Australia is the first country to require that ransoms paid to cybercriminals be reported to the government. Mandatory notification within 72 hours applies to organisations with annual revenue of $3 million or more.

Victims must submit information via the Australian Signals Directorate portal, giving details including use of any third-party negotiator, the value of the demand and any communication with the criminals.

Fines of close to $19,000 could apply for non-reporting. Information must not be used for civil or regulatory action against the reporting entity.

Australia’s first standalone Cyber Security Act was created in October, aimed at plugging gaps in laws relating to cybercrime. The government says it is landmark legislation that brings the nation closer to its goal of becoming a world leader in cybersecurity by 2030.

The Insurance Council of Australia has previously applauded the measures and says cybersecurity requires a “team Australia approach”. It wants data collected under the obligation to be shared with industry, to assist with threat landscape analysis.

Cyber insurance gross written premium in Australia is about $400 million a year.

The government has previously said people are increasingly “paying criminals money and it is happening in the darkness”. It wants to make it easier to gather cyberattack information and to “direct entities to take or refrain from certain actions” during serious incidents.

“Each report received will deepen our understanding of ransomware and cyber extortion attacks, and the circumstances that lead a business to paying a ransom,” it said.
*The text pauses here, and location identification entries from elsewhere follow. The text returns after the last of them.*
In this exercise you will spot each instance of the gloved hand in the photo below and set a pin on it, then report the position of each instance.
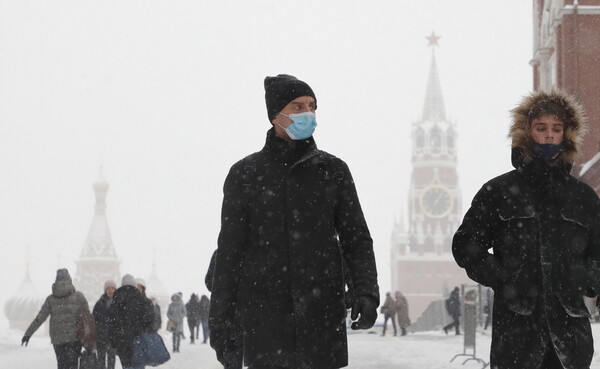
(367, 308)
(220, 340)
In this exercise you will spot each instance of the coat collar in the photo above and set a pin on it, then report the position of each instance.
(289, 152)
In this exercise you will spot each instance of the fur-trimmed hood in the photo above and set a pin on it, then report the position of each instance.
(574, 120)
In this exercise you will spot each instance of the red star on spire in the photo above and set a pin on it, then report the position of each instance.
(433, 39)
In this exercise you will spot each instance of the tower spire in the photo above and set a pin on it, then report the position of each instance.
(433, 108)
(98, 260)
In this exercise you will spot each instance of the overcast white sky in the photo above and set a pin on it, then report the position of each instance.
(167, 95)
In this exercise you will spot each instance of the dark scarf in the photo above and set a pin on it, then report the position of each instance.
(288, 152)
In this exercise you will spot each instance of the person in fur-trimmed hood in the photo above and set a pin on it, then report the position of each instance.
(62, 306)
(543, 226)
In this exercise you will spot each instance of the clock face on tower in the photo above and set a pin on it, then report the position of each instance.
(436, 201)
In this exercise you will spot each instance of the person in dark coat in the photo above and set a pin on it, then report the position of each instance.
(62, 306)
(130, 315)
(101, 314)
(388, 309)
(278, 261)
(488, 308)
(157, 315)
(402, 311)
(235, 347)
(192, 308)
(140, 284)
(203, 316)
(543, 227)
(176, 312)
(453, 309)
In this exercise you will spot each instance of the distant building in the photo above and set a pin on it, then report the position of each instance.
(23, 307)
(422, 265)
(98, 261)
(566, 55)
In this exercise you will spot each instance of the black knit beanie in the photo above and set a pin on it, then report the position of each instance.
(62, 275)
(283, 89)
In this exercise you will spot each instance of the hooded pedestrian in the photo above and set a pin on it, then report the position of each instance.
(192, 308)
(453, 309)
(542, 226)
(130, 316)
(278, 261)
(388, 309)
(176, 312)
(102, 318)
(203, 317)
(402, 311)
(62, 306)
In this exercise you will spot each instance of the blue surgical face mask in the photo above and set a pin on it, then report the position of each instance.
(303, 125)
(546, 151)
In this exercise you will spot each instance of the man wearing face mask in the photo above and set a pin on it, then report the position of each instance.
(543, 227)
(278, 262)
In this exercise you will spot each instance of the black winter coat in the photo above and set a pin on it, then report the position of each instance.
(102, 317)
(543, 226)
(453, 305)
(193, 310)
(278, 259)
(131, 315)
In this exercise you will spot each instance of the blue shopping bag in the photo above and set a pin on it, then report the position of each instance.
(149, 349)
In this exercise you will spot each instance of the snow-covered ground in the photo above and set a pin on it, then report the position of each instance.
(427, 350)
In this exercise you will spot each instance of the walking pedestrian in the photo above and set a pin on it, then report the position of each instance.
(402, 311)
(388, 309)
(533, 235)
(176, 312)
(193, 315)
(453, 309)
(203, 316)
(278, 261)
(62, 306)
(130, 316)
(157, 315)
(101, 312)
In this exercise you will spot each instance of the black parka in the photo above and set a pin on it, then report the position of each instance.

Other reforms include powers to direct organisations to address deficiencies in risk management.

Critical infrastructure operators – in sectors such as energy, transport, communications, health and finance – will be required to strengthen programs used to secure individuals’ private data.

The legislation also introduces minimum cybersecurity standards for all smart devices including watches, televisions, speakers and doorbells. To be sold in Australia, they must include secure default settings, unique passwords, regular security updates and encryption of sensitive data.